Wie Frischverliebte schauen sich Premal und Karsten immer wieder an, berühren sich am Arm und suchen Nähe. Bei einem Tantra-Workshop haben sich Karsten und Premal vor anderthalb Jahren kennengelernt. Was Tantra für Premal bedeutet? „Für mich sind es Selbstentwicklung und Selbsterfahrung und dann tatsächlich Selbstliebe zu erfahren. Erst dann, wenn ich mich lieben kann, kann ich auch andere lieben. Über diese Berührung angenommen zu sein und mich immer wieder nackt zu zeigen und damit immer wieder verletzlich zu zeigen und zu sehen: Es wird nicht verletzt und ich darf sein, ist, glaube ich, ganz wichtig.” Liebevoll neigt sie sich Karsten zu und erklärt ihre große Freude und Dankbarkeit über diese besondere Verbindung.
So kommen wir auf die sogenannten Wunschabende in der Tantragruppe zu sprechen, bei der jeweils zwei Menschen einem anderen Herzenswünsche erfüllen. Zum Beispiel: „Ich wünsche mir jetzt, gehalten zu werden oder im Nacken gekrault zu werden, an den Füßen, am Rücken. Was auch immer man in dieser Dreiviertelstunde möchte, es ist die eigene Zeit und man kann völlig in dieses Genießen abtauchen.”
Karsten empfindet sehr stark, dass diese Art der Berührungen ihn nähren, und er verweist auch auf wissenschaftliche Erkenntnisse zu den positiven Effekten der Oxytocinausschüttung.
Intimität
Tantrische Übungen können, wie Karsten meint, eine ganz „innige Herzensverbindung” entstehen lassen und dadurch intimer sein als Sex. Die tantrische Sonne-Mond-Übung mit Augenkontakt und Hand auf dem Herzen des Gegenübers empfindet er als besonders intensiv. „Man sitzt sich auf dem Schoß, ist sich wirklich sehr nah. Vielleicht atmet man auch gemeinsam.”

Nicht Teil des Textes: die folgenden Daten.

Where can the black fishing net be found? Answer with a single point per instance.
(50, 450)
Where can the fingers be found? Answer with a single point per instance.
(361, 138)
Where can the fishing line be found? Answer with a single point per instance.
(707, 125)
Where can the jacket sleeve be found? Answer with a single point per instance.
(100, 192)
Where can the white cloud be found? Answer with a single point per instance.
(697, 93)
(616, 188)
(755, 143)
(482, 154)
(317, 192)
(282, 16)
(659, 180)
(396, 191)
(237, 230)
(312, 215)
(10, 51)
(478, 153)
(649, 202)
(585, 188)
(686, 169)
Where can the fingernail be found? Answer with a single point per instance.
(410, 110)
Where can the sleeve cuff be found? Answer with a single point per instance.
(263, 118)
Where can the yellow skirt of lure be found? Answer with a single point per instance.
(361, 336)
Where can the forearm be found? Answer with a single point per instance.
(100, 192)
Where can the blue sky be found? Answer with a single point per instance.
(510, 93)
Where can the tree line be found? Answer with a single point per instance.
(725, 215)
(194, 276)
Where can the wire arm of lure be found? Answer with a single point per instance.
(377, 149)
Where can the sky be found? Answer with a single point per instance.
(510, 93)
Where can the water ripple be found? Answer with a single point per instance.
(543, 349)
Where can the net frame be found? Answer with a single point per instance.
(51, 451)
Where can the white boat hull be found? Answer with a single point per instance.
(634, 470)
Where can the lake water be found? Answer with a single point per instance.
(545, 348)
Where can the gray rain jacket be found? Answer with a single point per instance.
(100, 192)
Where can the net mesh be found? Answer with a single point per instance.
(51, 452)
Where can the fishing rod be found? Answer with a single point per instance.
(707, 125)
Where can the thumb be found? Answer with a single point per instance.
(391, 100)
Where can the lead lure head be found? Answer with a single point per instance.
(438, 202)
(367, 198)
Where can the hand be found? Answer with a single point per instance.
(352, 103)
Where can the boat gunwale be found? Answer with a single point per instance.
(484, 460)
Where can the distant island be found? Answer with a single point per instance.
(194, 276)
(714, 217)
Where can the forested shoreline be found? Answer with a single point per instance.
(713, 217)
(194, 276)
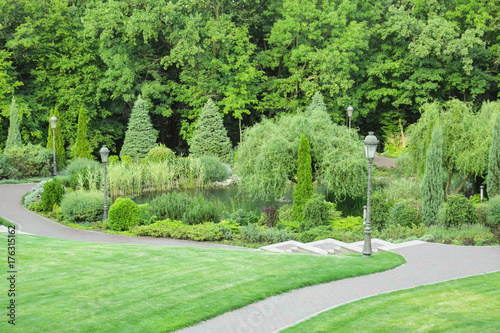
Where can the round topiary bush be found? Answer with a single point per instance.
(406, 213)
(315, 212)
(53, 192)
(494, 212)
(123, 214)
(83, 206)
(459, 210)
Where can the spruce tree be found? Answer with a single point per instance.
(493, 177)
(60, 151)
(432, 182)
(14, 136)
(210, 137)
(81, 148)
(140, 136)
(304, 188)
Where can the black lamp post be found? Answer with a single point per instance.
(349, 114)
(104, 158)
(371, 143)
(53, 125)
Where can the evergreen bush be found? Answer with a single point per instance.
(170, 205)
(53, 192)
(83, 206)
(215, 170)
(304, 188)
(406, 213)
(210, 137)
(494, 212)
(123, 214)
(140, 136)
(201, 211)
(459, 210)
(316, 212)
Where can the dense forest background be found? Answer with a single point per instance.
(253, 58)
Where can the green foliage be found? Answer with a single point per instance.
(493, 177)
(210, 137)
(83, 206)
(160, 153)
(201, 211)
(379, 210)
(459, 211)
(406, 213)
(303, 189)
(14, 136)
(494, 211)
(52, 194)
(171, 205)
(432, 186)
(140, 136)
(316, 212)
(215, 170)
(268, 154)
(29, 161)
(34, 195)
(123, 214)
(60, 150)
(81, 148)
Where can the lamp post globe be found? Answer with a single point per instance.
(370, 143)
(350, 109)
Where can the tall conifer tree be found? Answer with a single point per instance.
(140, 137)
(14, 136)
(304, 188)
(210, 136)
(81, 148)
(432, 182)
(493, 178)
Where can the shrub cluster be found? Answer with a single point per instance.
(52, 193)
(123, 214)
(83, 206)
(459, 210)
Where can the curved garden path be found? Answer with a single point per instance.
(427, 263)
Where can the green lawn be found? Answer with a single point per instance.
(67, 286)
(465, 305)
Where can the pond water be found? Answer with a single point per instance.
(231, 198)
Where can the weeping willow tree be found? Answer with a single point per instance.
(466, 139)
(268, 154)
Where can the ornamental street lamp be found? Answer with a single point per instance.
(371, 143)
(349, 114)
(104, 158)
(53, 125)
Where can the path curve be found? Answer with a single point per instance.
(12, 210)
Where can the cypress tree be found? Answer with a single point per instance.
(14, 136)
(140, 136)
(60, 151)
(304, 188)
(493, 177)
(81, 148)
(432, 182)
(210, 137)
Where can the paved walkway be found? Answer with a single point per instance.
(427, 263)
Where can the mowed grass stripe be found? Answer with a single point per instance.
(67, 286)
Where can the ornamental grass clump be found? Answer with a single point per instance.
(123, 214)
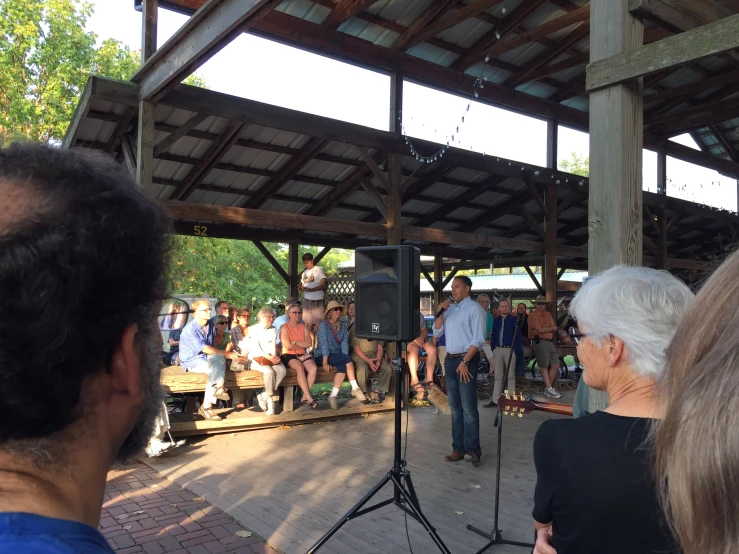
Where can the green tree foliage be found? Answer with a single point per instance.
(235, 270)
(46, 57)
(576, 164)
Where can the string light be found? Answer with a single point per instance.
(476, 86)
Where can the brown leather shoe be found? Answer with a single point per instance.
(454, 457)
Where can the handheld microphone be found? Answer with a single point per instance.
(441, 311)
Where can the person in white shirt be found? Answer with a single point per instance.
(312, 283)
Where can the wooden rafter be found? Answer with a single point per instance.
(679, 15)
(271, 259)
(543, 30)
(189, 125)
(377, 200)
(217, 150)
(489, 183)
(345, 10)
(437, 8)
(714, 38)
(450, 20)
(724, 142)
(286, 173)
(530, 70)
(120, 128)
(510, 22)
(211, 28)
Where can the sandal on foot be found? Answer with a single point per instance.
(311, 403)
(208, 414)
(222, 394)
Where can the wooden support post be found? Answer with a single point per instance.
(394, 201)
(662, 259)
(552, 143)
(149, 22)
(396, 103)
(145, 142)
(292, 270)
(438, 279)
(662, 172)
(616, 139)
(550, 260)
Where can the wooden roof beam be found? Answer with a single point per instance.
(679, 15)
(448, 206)
(291, 168)
(450, 20)
(345, 10)
(510, 22)
(531, 71)
(403, 42)
(543, 30)
(708, 40)
(207, 31)
(217, 150)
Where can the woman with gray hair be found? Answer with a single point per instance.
(263, 354)
(595, 491)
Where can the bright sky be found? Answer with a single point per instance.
(269, 72)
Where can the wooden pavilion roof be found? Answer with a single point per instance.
(321, 181)
(533, 54)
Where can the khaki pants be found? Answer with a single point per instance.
(500, 359)
(384, 372)
(487, 350)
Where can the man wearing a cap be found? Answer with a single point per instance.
(280, 321)
(541, 332)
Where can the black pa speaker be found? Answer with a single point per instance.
(387, 292)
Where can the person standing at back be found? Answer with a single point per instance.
(313, 283)
(463, 325)
(541, 332)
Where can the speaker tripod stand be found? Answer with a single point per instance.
(404, 495)
(496, 535)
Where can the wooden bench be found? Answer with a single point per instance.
(176, 380)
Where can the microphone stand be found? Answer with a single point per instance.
(404, 495)
(496, 535)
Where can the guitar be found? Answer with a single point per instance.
(518, 405)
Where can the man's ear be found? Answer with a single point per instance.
(125, 364)
(616, 350)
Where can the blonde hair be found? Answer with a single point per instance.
(199, 304)
(696, 446)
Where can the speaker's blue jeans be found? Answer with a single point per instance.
(463, 405)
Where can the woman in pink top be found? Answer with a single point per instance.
(296, 343)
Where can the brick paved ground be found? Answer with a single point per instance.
(143, 512)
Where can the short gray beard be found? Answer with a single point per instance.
(149, 340)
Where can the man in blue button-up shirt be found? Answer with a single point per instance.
(463, 326)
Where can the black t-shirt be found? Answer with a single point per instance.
(594, 483)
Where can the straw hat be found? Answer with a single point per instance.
(334, 304)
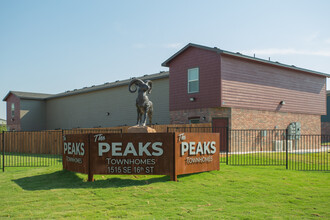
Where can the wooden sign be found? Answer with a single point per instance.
(76, 153)
(141, 154)
(196, 152)
(132, 153)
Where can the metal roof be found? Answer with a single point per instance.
(220, 51)
(41, 96)
(117, 83)
(28, 95)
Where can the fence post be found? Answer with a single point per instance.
(286, 148)
(3, 151)
(227, 147)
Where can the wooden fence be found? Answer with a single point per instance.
(50, 141)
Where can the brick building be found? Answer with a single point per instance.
(242, 92)
(204, 85)
(325, 119)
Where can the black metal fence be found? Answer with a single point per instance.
(270, 148)
(237, 147)
(36, 148)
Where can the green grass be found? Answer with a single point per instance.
(234, 192)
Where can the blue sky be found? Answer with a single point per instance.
(54, 46)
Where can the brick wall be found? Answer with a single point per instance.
(325, 128)
(250, 119)
(205, 115)
(255, 119)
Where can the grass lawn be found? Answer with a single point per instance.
(241, 192)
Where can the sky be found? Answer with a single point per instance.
(54, 46)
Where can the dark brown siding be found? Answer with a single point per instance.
(208, 63)
(13, 123)
(248, 84)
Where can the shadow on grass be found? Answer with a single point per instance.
(69, 180)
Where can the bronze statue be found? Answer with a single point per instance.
(143, 104)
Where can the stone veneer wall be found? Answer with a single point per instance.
(250, 119)
(325, 128)
(183, 116)
(255, 119)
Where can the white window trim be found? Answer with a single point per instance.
(12, 110)
(192, 80)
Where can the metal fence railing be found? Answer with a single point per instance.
(270, 148)
(237, 147)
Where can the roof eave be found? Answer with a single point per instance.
(166, 62)
(274, 63)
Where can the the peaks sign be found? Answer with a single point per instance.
(155, 153)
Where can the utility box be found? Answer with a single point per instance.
(294, 131)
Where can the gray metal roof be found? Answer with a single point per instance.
(40, 96)
(220, 51)
(28, 95)
(117, 83)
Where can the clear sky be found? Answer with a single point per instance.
(54, 46)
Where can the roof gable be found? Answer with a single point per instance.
(217, 50)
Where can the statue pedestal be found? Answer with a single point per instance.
(140, 129)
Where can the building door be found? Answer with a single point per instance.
(220, 125)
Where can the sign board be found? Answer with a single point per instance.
(196, 152)
(146, 154)
(132, 153)
(76, 153)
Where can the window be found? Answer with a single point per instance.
(12, 110)
(194, 120)
(193, 80)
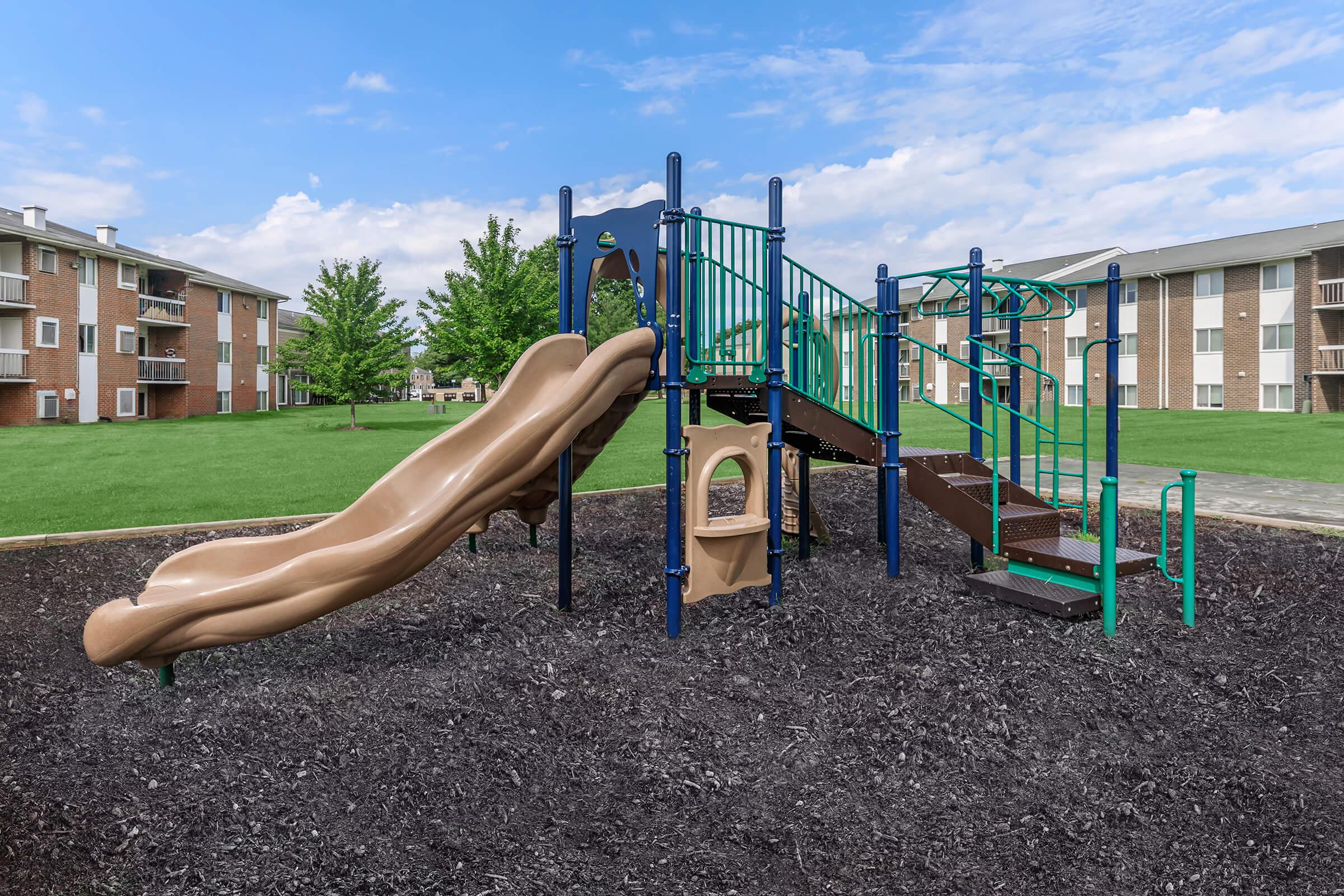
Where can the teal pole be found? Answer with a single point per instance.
(1108, 554)
(1187, 546)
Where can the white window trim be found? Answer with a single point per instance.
(44, 394)
(37, 336)
(1194, 287)
(122, 284)
(133, 401)
(135, 343)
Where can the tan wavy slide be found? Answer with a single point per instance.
(503, 456)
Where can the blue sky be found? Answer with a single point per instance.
(259, 140)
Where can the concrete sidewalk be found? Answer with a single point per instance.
(1215, 493)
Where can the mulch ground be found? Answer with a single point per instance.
(456, 735)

Dann sinniert er: „Wo fängt eigentlich Intimität an? Wo fängt eigentlich Sexualität an? Wo ist es Wellness?” Er könne zum Beispiel durchaus eine Ganzkörpermassage genießen, ohne dass er diese mit Sexualität in Verbindung bringen würde. Es ist seiner Ansicht nach sehr individuell, wo Intimität beginnt. Das kann beim Blick anfangen, über die Berührung, die nackte Berührung und intime Berührung bis hin zur Vereinigung reichen.
Bewegung
Premal ist Yogalehrerin und ich möchte wissen, ob es eine Yoga-Übung gibt, die für Liebe steht. Zwar könne sich bei der Meditation innerlich Liebe ausbreiten, sagt sie, aber mehr noch drückt sich Liebe für Premal in starken Bewegungen aus. „Ich liebe es, mit dir [Karsten] zu tanzen und herumzukugeln.” Wenn die beiden miteinander tanzen, dann ist das wie eine Sprache. „Er spricht mit mir, spielt mit mir und ich kann dem antworten und dann nimmt er mich einfach, schnappt mich und ich denke ‘Ahhhh. Wie? Ich jetzt? Diese alte dicke Frau?!’ ”erzählt sie herzlich lachend und fährt fort: “Ich fühl mich wie 14! Dass du mir das Gefühl gibst, 14 zu sein, das ist ein Wunder. Das lieb ich!” Karsten ergänzt:
Das spüre ich auch in jeder Sekunde beim anschließenden Fotoshooting in Planten und Blomen. Die beiden klettern durch sämtliche Absperrungen und Büsche. Sie suchen die schönsten Plätze am Wasser aus, um sich nah zu sein, Paar-Yoga-Übungen auf einem Bein stehend zu machen oder herumzutoben. Am liebsten würden sie das alles nackt machen, wie Premal mir lachend erklärt. In diesem Moment wirbelt Karsten Premal plötzlich durch die Luft, bevor sie sich küssen. Dann ziehen die beiden ihre Schuhe aus, krempeln die Hosenbeine hoch und turnen vor dem Wasserfall. Sehr lebendig ist das und ich komme – rückwärts über die Platten hüpfend – mit der schweren Fototasche kaum hinterher. Nach diesem sportlichen Shooting fahre ich mit einem Lächeln und schmatzenden Schuhen nach Hause. Danke, Premal und Karsten, für diese energiegeladene Zeit und eure Offenheit. Warum nicht auch einmal mehr im Alltag Momente der Spielfreude zulassen oder intensive Berührungen genießen?